3. A CHANGE IN EXTERNAL CUES, TIMES AND SETTINGS
The next and rather poorly understood reason for weight regain is a sustained change in one’s overall environment. A common current example of this would be someone who was working in an office and is now working in their home, or the opposite: someone who was working at home and now is working at an office. Another example is someone who, during weight loss, avoided high-risk settings for the purpose of weight loss and now inevitably is re-engaging in these setting. For example someone who avoided social setting or restaurants temporarily just for the purpose of weight loss. The cues in our physical and social environments trigger the biological response of appetite – wanting – the subconscious motivation to eat. If the cues experienced during weight loss change, weight regain can follow.
4. DISCONTINUATION OR POOR COMPLIANCE WITH ANTI-OBESITY MEDICATIONS
Anti-obesity medications (AOMs) work by defending against an individual’s biology. AOMs defend against increased appetite and dampen the subconscious motivation for calorie intake (wanting). If AOMs are discontinued or poorly complied with, the defence against weight regain is lost and the biology does the rest.
5. DEMOTIVATING SELF-CRITICAL THINKING THAT FOLLOWS SETBACKS
A highly underestimated reason for weight regain is in an individual’s response to “weight loss setbacks.” Common weight loss setbacks include 1) the aftermath of off-track eating and/or drinking episodes, and 2) the moments after seeing a number on a scale not in one’s favour. Unless effective behavioural therapy has been provided, these setbacks may often be followed by negative self-critical thoughts and negative emotions including demotivation. Yet it is precisely when one is at a lower weight that they are most subject to their biological drivers of weight regain and most likely to experience over-consuming and unfavourable scale results.

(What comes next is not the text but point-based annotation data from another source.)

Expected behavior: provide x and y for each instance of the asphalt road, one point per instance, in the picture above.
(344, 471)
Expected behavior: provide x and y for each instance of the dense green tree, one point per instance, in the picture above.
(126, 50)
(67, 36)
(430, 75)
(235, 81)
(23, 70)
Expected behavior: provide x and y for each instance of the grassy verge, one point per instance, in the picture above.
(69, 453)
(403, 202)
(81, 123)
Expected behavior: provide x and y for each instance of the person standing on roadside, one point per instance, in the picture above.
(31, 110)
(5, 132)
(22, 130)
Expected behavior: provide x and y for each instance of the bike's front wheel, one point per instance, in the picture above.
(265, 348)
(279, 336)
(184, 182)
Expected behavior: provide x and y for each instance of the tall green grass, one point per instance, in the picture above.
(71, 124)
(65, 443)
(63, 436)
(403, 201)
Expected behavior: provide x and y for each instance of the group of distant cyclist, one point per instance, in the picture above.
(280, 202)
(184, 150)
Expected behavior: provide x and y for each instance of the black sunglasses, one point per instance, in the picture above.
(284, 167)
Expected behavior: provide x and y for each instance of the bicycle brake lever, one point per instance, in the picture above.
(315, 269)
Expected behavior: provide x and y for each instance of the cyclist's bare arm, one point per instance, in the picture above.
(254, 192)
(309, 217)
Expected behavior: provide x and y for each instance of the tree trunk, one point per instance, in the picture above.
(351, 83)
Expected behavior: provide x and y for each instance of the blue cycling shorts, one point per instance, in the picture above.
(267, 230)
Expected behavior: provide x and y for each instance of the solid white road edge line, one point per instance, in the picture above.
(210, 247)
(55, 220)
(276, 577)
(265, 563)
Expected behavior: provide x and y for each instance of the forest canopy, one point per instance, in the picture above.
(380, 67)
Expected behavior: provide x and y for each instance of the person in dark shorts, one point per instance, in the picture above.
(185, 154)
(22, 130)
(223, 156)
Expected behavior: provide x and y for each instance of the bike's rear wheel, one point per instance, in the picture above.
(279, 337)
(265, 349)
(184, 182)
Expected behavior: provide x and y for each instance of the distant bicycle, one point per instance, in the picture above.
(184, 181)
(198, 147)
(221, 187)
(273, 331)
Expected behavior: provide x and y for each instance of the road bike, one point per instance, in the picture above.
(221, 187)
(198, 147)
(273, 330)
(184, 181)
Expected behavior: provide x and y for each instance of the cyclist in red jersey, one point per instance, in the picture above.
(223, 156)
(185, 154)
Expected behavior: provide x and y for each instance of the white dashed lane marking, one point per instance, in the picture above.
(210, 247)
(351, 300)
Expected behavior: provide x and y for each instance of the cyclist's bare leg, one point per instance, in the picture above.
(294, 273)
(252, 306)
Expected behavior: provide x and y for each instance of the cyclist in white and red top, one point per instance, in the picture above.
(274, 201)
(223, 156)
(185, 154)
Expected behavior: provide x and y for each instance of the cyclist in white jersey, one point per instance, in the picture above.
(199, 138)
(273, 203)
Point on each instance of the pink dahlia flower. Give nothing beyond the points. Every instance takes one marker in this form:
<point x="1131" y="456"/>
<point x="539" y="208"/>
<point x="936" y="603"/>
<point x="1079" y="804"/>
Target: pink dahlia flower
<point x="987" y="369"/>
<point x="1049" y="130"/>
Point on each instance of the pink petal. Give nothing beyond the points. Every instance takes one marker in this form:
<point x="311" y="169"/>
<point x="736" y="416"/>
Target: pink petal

Screening for and treating these unhelpful cognitive responses is an important part of understanding and addressing weight regain. To reiterate, this is probably the most underestimated non-biological complication of weight loss.
6. WEIGHT-PROMOTING MEDICATION(S)
Weight gain can be a possible serious side effect of many commonly used medications. Some medications more commonly cause weight gain than others, and significant inter-individual differences exist. Weight regain may be caused by the addition of a weight-promoting medication and if possible, a substitution can be made for an alternative medication that is more weight neutral.
Finally, there is a finite list of internal states that may promote weight regain. It is intuitive to most that stress, fatigue, lack of sleep, depressed mood, and lower levels of activity may promote weight regain. For many individuals, especially in a state of reduced body weight, each of these factors can increase wanting, the motivation to eat, and decrease self-regulation skills (restraint). If someone is regaining weight, it is imperative to screen for each of these modulators and to recognize how a change in any of these may be leading to higher calorie intake and weight regain.
For clinicians, and for those who struggle with weight, I hope this list is helpful.
David Macklin, MD
About the author: David A. Macklin, MD, is a lecturer at the University of Toronto and a University of Toronto trained family physician. He has practiced obesity medicine since 2004. He is the Medical Director of the Weight Management Program at the Toronto Medcan Clinic and co-author of the Canadian ACTION Study and the Psychology and Behavioural Treatment Chapter of the 2020 Canadian Clinical Practice Guidelines for the treatment of Obesity in adults.